CTD, umgeben von Wasserflaschen (Niskin)

Die CTD-Rosette (von englisch Conductivity, Temperature, Depth, „Leitfähigkeit, Temperatur, Tiefe“) ist eine Sonde für Tiefseeuntersuchungen.

Sie wird üblicherweise durch Ozeanographen von Forschungsschiffen an einem langen Seil in mehrere tausend Meter Wassertiefe abgesenkt („gefiert“).

Die Rosette besteht aus einem zylinderförmigen Gestell, bestückt mit Sensoren für Temperatur, Leitfähigkeit und Wasserdruck. Daraus können weitere Grundparameter Dichte, Salzgehalt und Wassertiefe errechnet werden.

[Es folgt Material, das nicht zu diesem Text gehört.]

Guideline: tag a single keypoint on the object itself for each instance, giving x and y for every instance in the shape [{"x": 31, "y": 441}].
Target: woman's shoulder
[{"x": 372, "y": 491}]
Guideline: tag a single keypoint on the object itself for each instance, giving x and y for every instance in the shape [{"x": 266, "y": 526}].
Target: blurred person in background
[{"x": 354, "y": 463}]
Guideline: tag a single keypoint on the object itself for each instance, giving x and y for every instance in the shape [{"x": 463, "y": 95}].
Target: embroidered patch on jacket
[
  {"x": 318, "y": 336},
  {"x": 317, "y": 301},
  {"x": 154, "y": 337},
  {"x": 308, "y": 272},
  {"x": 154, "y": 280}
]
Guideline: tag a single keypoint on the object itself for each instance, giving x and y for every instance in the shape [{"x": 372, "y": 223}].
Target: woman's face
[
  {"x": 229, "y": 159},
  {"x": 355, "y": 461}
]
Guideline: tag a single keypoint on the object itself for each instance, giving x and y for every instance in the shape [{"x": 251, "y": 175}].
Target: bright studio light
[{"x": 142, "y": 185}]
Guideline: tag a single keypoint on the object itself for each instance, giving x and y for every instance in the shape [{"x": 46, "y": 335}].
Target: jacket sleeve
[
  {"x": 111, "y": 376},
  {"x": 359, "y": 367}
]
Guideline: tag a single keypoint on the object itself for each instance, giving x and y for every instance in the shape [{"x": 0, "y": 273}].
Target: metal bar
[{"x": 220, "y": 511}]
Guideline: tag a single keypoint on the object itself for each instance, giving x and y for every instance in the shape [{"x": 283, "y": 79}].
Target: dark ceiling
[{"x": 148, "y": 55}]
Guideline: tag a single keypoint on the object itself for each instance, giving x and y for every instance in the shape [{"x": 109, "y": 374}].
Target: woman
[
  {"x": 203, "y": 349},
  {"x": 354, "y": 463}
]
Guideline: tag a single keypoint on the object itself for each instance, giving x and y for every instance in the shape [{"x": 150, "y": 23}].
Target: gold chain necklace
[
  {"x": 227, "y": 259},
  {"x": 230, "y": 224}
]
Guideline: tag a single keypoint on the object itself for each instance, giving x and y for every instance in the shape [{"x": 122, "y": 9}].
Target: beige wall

Zusätzliche Sensoren wie z. B. Trübungsmesser, Sauerstoffmesser und akustische Strömungsmesser können angebracht werden.

Beim Heraufziehen der CTD-Rosette aus großer Wassertiefe können Wasserschöpfer in verschiedenen Wassertiefen geschlossen werden. Somit können diese Proben entsprechend den jeweiligen Wassertiefen auf Spurenstoffe und Kleinstlebewesen untersucht werden.